Like the Grinch, Mojo’s heart has grown three sizes so he turns off his cameras, rescues a little girl and helps a inane X-Men team made up of Fake Wolverine, Mukus and Rockslide, defeat another…Yawn!…Sentinel, Mojo’s lackey sent to wipe the muties out on his master’s behalf.

For what is supposed to be a special event, you would think the creators would deliver an epic story that possibly comments on binge watching or the state of the media in the United States today. Not some trite, cutesy sludge that – like so many comic book stories today – are transparently inspired by Friends and other nineties television sitcoms.

This is where Aukerman and editor Jordan D. White just don’t get it. By White’s miserable track record at Marvel, he probably never will. We don’t want imbecilic sitcom silliness. We want Avengers: Infinity War not Friends. We want The Dark Knight not Cheers. We want Black Panther not Home Improvement, Seinfeld, Mad About You or any variation of the nineties sitcoms you grew up with.

If you took your fingers out of your ears for once and put them on the pulse of the comic book readership, you probably would have a much more successful brand and catalogue of books on your hands.

How in the world did Jordan D. White greenlight this absurd rubbish?

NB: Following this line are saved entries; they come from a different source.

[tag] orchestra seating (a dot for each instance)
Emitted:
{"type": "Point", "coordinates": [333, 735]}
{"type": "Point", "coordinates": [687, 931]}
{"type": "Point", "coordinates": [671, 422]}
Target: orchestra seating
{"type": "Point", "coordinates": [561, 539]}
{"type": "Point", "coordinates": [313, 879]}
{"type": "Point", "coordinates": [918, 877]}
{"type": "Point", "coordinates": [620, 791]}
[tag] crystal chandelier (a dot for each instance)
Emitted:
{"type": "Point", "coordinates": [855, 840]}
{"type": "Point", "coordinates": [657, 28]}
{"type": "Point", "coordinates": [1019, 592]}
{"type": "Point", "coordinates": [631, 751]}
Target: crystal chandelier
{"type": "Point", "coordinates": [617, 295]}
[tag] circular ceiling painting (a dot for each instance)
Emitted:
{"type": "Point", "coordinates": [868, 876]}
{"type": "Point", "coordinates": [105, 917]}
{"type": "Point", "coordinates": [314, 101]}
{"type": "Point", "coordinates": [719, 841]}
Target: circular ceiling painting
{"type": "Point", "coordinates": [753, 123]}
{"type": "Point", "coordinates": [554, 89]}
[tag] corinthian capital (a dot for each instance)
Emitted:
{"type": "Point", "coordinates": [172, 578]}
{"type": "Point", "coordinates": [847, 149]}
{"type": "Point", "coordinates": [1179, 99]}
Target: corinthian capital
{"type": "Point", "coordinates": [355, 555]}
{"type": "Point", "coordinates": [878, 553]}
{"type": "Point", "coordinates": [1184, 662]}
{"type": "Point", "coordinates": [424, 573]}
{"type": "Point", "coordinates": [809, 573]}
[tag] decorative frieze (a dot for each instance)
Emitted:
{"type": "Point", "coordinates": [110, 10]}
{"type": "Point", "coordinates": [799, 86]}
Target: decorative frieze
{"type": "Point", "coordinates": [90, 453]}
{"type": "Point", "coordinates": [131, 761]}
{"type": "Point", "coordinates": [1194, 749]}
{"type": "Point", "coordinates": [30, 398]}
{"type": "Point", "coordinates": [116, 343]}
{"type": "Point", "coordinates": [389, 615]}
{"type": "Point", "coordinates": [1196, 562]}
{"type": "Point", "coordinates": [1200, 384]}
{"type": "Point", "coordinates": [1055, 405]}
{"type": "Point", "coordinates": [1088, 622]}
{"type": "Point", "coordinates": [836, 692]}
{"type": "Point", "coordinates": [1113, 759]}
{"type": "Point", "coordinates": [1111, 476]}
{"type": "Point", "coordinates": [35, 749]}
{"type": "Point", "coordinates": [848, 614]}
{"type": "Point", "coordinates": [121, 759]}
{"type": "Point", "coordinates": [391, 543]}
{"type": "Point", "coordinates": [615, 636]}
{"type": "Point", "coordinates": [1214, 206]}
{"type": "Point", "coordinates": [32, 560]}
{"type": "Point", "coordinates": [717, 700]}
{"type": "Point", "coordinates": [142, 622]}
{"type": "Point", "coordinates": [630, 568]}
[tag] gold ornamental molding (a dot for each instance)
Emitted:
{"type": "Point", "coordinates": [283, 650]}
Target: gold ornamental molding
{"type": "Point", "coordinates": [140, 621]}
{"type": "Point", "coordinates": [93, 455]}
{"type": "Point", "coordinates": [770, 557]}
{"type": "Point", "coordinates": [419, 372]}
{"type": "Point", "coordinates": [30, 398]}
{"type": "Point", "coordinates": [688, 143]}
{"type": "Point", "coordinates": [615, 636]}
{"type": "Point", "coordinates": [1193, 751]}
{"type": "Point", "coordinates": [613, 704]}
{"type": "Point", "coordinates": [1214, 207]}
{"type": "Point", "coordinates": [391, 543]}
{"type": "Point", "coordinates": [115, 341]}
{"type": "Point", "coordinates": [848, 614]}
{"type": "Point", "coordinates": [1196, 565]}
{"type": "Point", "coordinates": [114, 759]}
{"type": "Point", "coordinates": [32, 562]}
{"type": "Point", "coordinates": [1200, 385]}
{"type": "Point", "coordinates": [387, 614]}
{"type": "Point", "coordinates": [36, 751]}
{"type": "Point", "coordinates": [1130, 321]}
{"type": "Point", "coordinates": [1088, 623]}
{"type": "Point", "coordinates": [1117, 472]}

Who in the world is its target market?

X-Men Black : Mojo #1 is one of the worst comic books I have read in the last 10 years. The comic book industry would be better served if all of the issues of X-Men Black : Mojo #1 were recycled into products that actually serve an adequate purpose, like greeting cards which would contain far better writing, or toilet paper which is perhaps the best use imaginable for each and every page of X-Men Black : Mojo #1.

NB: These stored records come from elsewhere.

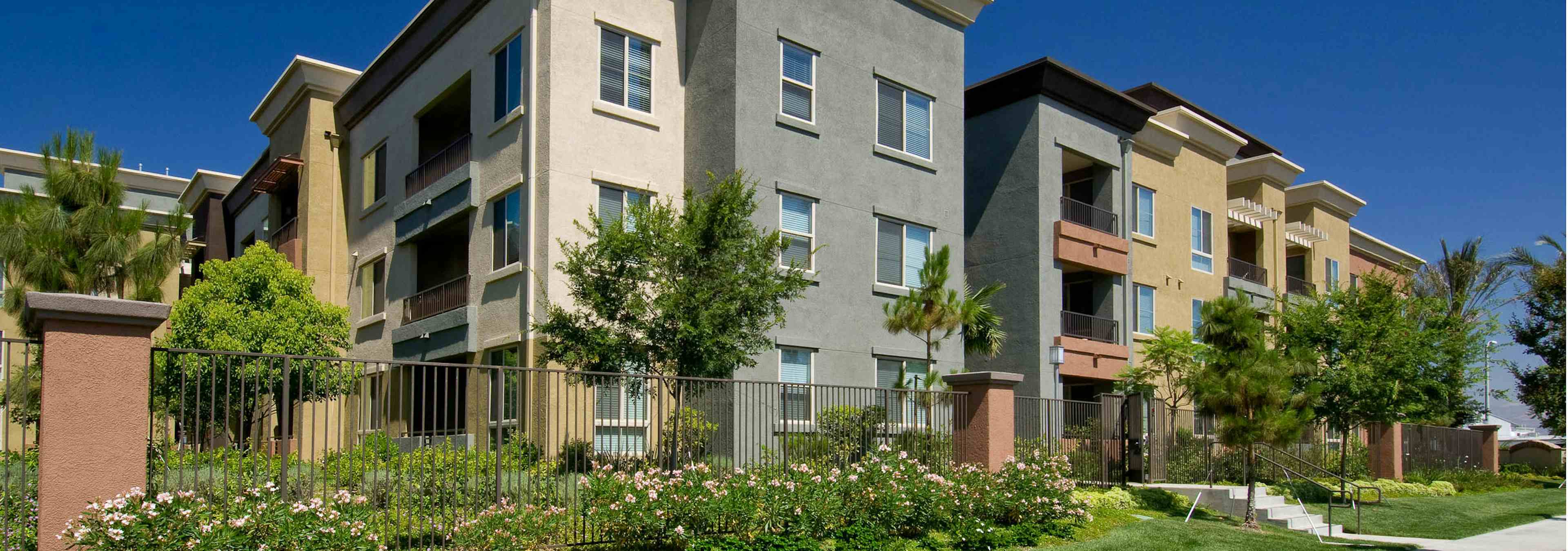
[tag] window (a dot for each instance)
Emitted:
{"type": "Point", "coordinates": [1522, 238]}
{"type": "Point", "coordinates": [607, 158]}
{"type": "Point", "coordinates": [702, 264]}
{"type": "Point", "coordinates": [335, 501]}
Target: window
{"type": "Point", "coordinates": [620, 415]}
{"type": "Point", "coordinates": [372, 289]}
{"type": "Point", "coordinates": [1145, 309]}
{"type": "Point", "coordinates": [1145, 210]}
{"type": "Point", "coordinates": [507, 231]}
{"type": "Point", "coordinates": [901, 253]}
{"type": "Point", "coordinates": [374, 187]}
{"type": "Point", "coordinates": [1202, 240]}
{"type": "Point", "coordinates": [799, 82]}
{"type": "Point", "coordinates": [904, 375]}
{"type": "Point", "coordinates": [795, 370]}
{"type": "Point", "coordinates": [904, 120]}
{"type": "Point", "coordinates": [799, 221]}
{"type": "Point", "coordinates": [626, 71]}
{"type": "Point", "coordinates": [509, 77]}
{"type": "Point", "coordinates": [615, 206]}
{"type": "Point", "coordinates": [1197, 320]}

The only saving grace, the only positive thing to say about the book is the artwork by Nick Bradshaw and André Lima Araújo is quite good, although there are far too many flat angles or perspectives for my liking. If it weren’t for their work it would have gotten an abysmal rating from me.

The fact that this comic made it to publication at all epitomizes why Marvel Comics is exactly like the bewildered researchers in The Thing. They are just blindly stumbling around in an Antarctic blizzard without the faintest clue as to where the right path is.

Just stupid. Just plain stupid.

Summary

Reduce, reuse, recycle this crap.

Overall
15%
15%

Pros

  • The art is quite good.

Cons

  • The humour is terrible.
  • Not the kind of story X-Men fans want.
  • Way overpriced for the content you get in return.